Compared to early-generation devices, new-generation devices showed mostly better procedural outcome. New-generation devices with improved functions including an external sealing cuff of Sapien 3 or retrievable system of Evolut series have advantage in paravalvular leak and optimal positioning [4]. It is expected that constantly advancing technology will make TAVR safer and more efficient regardless of valve morphology.

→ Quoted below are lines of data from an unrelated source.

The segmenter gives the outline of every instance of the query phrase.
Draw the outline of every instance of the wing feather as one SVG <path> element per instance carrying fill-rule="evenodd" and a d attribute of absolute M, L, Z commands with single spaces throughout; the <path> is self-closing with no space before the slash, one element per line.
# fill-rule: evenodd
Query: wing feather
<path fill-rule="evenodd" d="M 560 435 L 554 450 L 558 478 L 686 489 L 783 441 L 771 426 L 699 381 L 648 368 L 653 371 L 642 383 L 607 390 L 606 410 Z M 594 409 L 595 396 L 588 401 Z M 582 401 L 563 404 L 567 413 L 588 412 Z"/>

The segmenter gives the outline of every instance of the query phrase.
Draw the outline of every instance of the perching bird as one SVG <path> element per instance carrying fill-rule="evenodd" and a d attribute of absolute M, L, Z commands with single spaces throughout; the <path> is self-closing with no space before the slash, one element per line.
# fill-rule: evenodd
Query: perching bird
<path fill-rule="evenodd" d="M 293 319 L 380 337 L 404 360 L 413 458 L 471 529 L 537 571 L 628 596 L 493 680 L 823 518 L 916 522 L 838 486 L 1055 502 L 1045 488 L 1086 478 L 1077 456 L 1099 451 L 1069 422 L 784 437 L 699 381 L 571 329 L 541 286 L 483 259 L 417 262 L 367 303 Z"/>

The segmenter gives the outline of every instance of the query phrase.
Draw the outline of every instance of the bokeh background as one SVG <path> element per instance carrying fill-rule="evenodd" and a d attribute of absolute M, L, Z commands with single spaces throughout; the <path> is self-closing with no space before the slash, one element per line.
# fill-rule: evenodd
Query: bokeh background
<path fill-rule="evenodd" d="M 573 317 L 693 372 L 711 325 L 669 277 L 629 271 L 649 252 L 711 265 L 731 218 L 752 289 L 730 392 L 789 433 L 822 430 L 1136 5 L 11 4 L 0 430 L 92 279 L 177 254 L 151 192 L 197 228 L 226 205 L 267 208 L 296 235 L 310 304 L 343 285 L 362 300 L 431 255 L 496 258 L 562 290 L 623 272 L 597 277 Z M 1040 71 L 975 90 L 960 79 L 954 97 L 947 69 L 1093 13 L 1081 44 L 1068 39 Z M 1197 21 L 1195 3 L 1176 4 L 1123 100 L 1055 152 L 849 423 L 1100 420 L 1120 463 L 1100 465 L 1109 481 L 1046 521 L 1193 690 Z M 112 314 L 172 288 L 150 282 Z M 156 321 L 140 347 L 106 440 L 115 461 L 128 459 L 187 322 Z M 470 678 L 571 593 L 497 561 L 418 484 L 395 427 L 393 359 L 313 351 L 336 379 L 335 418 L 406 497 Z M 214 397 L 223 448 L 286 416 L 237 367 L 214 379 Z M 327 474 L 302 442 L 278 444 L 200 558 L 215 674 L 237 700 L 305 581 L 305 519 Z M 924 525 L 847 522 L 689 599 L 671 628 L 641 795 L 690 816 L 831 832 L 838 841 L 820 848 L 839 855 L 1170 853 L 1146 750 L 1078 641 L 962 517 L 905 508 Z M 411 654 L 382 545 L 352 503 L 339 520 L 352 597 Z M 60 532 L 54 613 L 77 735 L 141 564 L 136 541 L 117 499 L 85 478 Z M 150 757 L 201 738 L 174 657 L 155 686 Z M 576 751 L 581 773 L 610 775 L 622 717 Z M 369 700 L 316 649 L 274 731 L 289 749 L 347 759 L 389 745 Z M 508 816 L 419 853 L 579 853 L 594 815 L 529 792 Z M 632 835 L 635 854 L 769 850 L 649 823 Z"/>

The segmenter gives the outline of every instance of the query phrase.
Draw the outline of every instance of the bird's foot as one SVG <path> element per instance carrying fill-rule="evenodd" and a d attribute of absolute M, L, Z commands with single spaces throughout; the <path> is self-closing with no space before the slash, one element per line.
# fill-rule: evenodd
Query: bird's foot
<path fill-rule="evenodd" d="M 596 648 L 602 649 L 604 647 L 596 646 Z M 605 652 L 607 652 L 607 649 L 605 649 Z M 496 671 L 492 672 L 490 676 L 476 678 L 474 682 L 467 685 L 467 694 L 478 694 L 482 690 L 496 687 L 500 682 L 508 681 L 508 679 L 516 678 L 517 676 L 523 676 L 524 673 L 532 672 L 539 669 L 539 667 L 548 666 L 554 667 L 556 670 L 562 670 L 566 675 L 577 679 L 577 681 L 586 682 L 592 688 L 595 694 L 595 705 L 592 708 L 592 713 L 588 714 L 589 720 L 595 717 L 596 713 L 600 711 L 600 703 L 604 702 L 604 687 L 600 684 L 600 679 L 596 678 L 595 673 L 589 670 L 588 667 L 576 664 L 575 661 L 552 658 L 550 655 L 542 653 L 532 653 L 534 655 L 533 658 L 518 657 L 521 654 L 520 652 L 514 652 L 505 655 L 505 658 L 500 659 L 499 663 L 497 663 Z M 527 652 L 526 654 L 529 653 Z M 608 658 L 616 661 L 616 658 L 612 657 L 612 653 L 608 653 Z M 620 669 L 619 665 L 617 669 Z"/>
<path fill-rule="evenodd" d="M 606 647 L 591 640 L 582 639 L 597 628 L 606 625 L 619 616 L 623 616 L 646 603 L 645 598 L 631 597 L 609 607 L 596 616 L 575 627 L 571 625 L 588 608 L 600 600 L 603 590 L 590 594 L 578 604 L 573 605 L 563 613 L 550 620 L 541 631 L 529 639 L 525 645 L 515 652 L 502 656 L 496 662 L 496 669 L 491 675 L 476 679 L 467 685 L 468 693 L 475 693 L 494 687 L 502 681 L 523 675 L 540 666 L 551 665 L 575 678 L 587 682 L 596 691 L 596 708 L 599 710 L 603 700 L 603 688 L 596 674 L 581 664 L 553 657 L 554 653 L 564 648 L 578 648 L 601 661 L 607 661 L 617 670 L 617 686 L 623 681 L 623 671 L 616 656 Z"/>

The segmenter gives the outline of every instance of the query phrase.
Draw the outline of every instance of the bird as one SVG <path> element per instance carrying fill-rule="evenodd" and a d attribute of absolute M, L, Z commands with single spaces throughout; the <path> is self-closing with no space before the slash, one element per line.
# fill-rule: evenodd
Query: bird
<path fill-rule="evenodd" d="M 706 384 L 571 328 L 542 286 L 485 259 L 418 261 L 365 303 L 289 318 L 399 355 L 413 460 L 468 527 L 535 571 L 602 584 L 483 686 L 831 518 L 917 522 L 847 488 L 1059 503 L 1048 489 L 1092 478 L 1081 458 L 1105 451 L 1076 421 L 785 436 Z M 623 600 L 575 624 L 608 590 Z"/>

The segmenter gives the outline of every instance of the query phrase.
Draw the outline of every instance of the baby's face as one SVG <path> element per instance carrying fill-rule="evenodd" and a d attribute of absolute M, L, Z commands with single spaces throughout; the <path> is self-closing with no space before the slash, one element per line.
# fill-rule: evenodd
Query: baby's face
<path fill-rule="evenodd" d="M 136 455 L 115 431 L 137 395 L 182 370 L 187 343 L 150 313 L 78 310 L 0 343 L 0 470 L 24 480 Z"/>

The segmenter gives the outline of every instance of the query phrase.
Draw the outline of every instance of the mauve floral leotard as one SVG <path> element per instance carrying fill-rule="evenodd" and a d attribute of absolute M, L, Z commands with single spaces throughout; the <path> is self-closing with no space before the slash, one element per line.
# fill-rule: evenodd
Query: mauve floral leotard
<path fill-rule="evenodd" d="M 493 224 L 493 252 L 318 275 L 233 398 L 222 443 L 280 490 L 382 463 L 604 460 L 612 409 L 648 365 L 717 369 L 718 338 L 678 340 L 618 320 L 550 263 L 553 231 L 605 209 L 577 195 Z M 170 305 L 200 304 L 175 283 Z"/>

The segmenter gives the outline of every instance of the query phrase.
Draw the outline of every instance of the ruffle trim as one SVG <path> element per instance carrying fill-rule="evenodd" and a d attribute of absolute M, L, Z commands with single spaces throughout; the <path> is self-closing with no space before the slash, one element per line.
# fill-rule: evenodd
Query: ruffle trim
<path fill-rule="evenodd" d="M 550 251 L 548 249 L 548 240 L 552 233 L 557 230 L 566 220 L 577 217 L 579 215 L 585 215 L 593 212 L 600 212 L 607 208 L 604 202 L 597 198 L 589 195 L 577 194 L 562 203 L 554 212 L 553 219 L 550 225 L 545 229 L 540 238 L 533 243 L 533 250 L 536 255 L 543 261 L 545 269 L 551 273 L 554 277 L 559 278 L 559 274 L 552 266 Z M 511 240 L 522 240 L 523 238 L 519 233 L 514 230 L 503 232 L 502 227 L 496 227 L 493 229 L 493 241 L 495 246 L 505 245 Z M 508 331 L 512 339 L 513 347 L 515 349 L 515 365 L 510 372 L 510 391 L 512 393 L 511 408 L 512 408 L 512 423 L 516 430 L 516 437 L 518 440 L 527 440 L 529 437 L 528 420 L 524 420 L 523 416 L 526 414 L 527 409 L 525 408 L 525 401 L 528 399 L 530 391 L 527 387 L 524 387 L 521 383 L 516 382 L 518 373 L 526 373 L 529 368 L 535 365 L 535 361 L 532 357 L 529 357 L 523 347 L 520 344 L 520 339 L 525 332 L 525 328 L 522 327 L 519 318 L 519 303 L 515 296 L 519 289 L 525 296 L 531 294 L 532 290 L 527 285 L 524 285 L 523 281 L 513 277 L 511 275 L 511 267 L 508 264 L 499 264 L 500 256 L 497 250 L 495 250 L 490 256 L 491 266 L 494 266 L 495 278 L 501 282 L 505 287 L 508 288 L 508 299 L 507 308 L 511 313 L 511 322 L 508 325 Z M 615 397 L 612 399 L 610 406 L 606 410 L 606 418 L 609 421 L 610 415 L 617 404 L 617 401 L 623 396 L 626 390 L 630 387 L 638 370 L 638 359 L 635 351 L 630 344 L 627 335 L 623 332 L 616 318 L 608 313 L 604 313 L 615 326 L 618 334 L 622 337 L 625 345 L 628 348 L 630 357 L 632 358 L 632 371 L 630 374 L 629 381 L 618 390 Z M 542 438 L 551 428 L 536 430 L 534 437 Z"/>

Implanted valve function is also major concern about TAVR in BAV. We observed no significant difference in post procedural moderate or severe aortic regurgitation in this study, but we could not investigate post-procedural valve gradients because the detail echocardiographic data was not collected in the J-TVT registry. Though the previous study reported that there was no significant difference in residual pressure gradient [4], we sometimes experience insufficient expansion of transcatheter valves implanted into severely calcified BAVs. It was reported that calcified raphe and excessive leaflet calcification were associated with increased risk of procedural and mid-term mortality [16]. Since the ellipse-shaped expansion of transcatheter valves may affect their functions [17], long-term follow-up with echocardiographic examination will be needed.

Supported by favorable outcomes of TAVR for lower-risk patients [18, 19], the indication of TAVR in TAV is now expanding to younger and lower surgical risk patients. This trend will lead to increased proportion of BAV patients in the candidates for TAVR. When we treat younger and lower-risk patients, it is even more important to consider their long-term morbidity and mortality. Further investigation about long-term valve durability and incidence of aortic complications will be necessary to demonstrate the feasibility of TAVR in BAV patients.

Study limitations

There are several limitations in the present study. First, we did not have a core laboratory of echocardiography. The grading criteria of PVL was determined in each institution. Second, Anatomical measurements of contrast CT, such as the coronary height, the size of sinus of Valsalva and severity of calcification, are also analyzed in each institution, not in a core laboratory. There is no information about BAV phenotypes. These data may influence the optimal selection of device type and device size. Third, the details of each procedure were not considered in this study. For example, balloon expandable devices are often implanted into severely calcified aortic valve with under-filling technique to avoid aortic root injury. Fourth, the operator experiences were not considered in this study. Finally, 1-year echocardiographic outcome was not available. Further long-term investigation along with echocardiographic examination are needed to evaluate the efficacy of TAVR in BAV patients.

Conclusions

From the Japanese national database of TAVR, procedural and 1-year outcome of TAVR in BAV was comparable to TAVR in TAV. Further investigation about long-term valve function and outcome will be needed.